The purpose of D (GC rant, long) (page 3) - D Programming Language Discussion Forum

Forums

New users
- Learn
Community
- General
- Announce
Improvements
- DIP Ideas
- DIP Devel.
Ecosystem
- GDC
- LDC
- Debuggers
- IDEs
- DWT
Development
- Internals
- Issues
- Beta
- DMD
- Phobos
- Druntime
- Study
Turkish
- Genel
- Duyuru

Index » General » The purpose of D (GC rant, long) (page 3)

October 27, 2006

Re: The purpose of D (GC rant, long)

Posted by Sean Kelly
in reply to Dave

Sean Kelly

Posted in reply to Dave

Dave wrote:
> Sean Kelly wrote:
>> Now that memory is not freed when string.length is set to zero it's quite possible to avoid most reallocations simply by preallocating in buffers before using them (ie. set length to some large number and then 
> 
> I did not know that had been changed.. Is that now part of the language 'spec' somewhere as well?

No.  It was implemented in 170-172 by request from Derek.  I don't know the issue number offhand.

> I'm betting this has been discussed or at least proposed, but here goes again; let's get an array.reserve at least for native arrays (that could be implemented as {arr.length = nnn; arr.length = 0;}).
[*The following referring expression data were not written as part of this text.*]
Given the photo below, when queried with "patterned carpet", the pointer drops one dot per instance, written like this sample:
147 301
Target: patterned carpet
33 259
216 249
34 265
That way it would make for less of a hack than re/setting the length, and also codify it as part of the language.

I agree that this would be useful.  Though it would probably be more like:

size_t tmp = arr.length; arr.length = nnn; arr.length = tmp;


Sean

October 27, 2006

Re: The purpose of D (GC rant, long)

Posted by Sean Kelly
in reply to Walter Bright

Sean Kelly

Posted in reply to Walter Bright

Walter Bright wrote:
> Sean Kelly wrote:
>>  but D can
>> really do everything C++ can here, unless you absolutely insist on having user-defined data types that are indistinguishable from built-in types.
> 
> C++ is not capable of having user-defined types indistinguishable from built-in ones.

How so?  It can certainly get pretty close, but I'm unaware of the limitations.


Sean

October 28, 2006

Re: The purpose of D (GC rant, long)

Posted by Dave
in reply to Sean Kelly

Dave

Posted in reply to Sean Kelly

Sean Kelly wrote:
> Dave wrote:
>> Sean Kelly wrote:
>>> Now that memory is not freed when string.length is set to zero it's quite possible to avoid most reallocations simply by preallocating in buffers before using them (ie. set length to some large number and then 
>>
>> I did not know that had been changed.. Is that now part of the language 'spec' somewhere as well?
> 
> No.  It was implemented in 170-172 by request from Derek.  I don't know the issue number offhand.
> 
>> I'm betting this has been discussed or at least proposed, but here goes again; let's get an array.reserve at least for native arrays (that could be implemented as {arr.length = nnn; arr.length = 0;}). That way it would make for less of a hack than re/setting the length, and also codify it as part of the language.
> 
> I agree that this would be useful.  Though it would probably be more like:
> 
> size_t tmp = arr.length; arr.length = nnn; arr.length = tmp;
> 

Oops, you're right..

I was curious as to how much initialization cost. I took the code (bottom) and ran it three times: 1) as-is, 2) with the initialization code in gc._d_newarrayi() commented out and 3) with the initialization code in gcx._malloc() also commented out (along with (2))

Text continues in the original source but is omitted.